From the waterfront, I walked through the North End and made my way through Haymarket. As I approached Faneuil Hall, I came to the beginning of the Holocaust Memorial and stopped, as I had done on walks before, and read the inscription on a granite marker. It was written by Stephan B. Ross, Holocaust Survivor, and is dated April 29, 1945, at the Dachau Concentration Camp, a place I had visited 27 years earlier. He wrote, “I was an emaciated fourteen year old boy when an American soldier lifted me into his strong arms. He looked into my tired eyes with compassion, shared his food with me and gave me a small American flag of freedom.”
More than at any other time when reading that inscription, this day it made me pause. I had just looked across to the neighborhoods that so many years ago had welcomed my family. Before me now was the incredible story of an orphaned young boy, survivor of the Holocaust, who was brought to the United States. He went on to live a life of contribution, to write his unique chapter in the immigrant story, and his family theirs, a story too without end.
As I moved on, finishing my walk, I thought of what I had on my schedule for the remainder of the day, and then picked up my son from his practice. Together we drove home, and I showed him a picture of the granite marker, inscribed with the words of Stephan Ross. When I got home, I told my wife I was going into Boston, to Copley Square, to join the protest against President Trump’s Executive Order. She reminded me that I had other things scheduled, as did she, but I explained that I felt I had to go.

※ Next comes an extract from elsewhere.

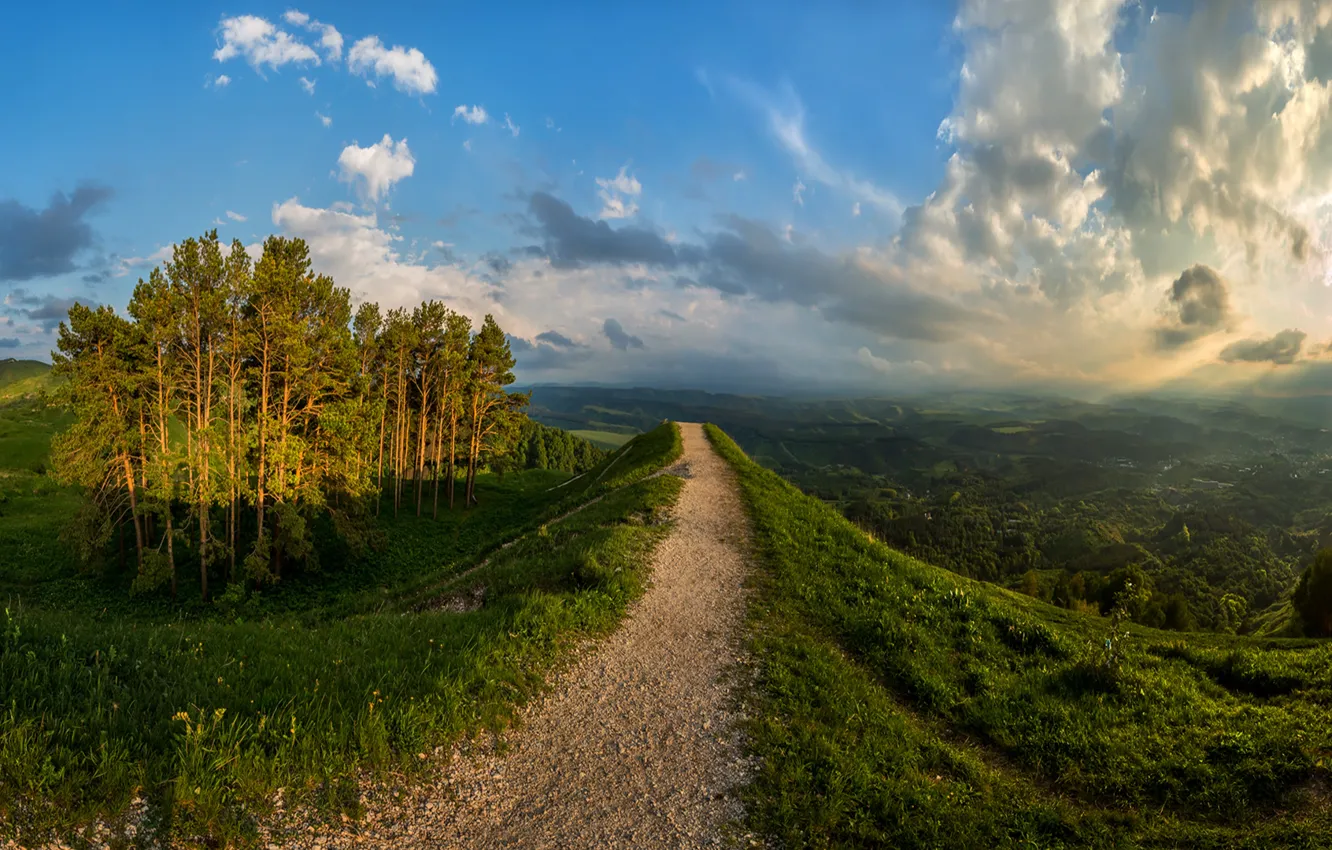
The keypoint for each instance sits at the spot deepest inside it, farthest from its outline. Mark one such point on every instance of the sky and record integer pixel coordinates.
(847, 196)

As I stood among thousands that afternoon in Boston, I knew why I was there. I was there because I do not want an Executive Order to be the beginning of the end of the great immigrant story. I want America to be as that American soldier was to the fourteen-year-old boy whose words I had read that morning. I want America to lift immigrants into its arms, to look into their eyes with compassion, to share its abundance, and to have its flag be the flag of freedom. That is the immigrant story of Boston, of Massachusetts, and of our America, and I want it to be a story without end.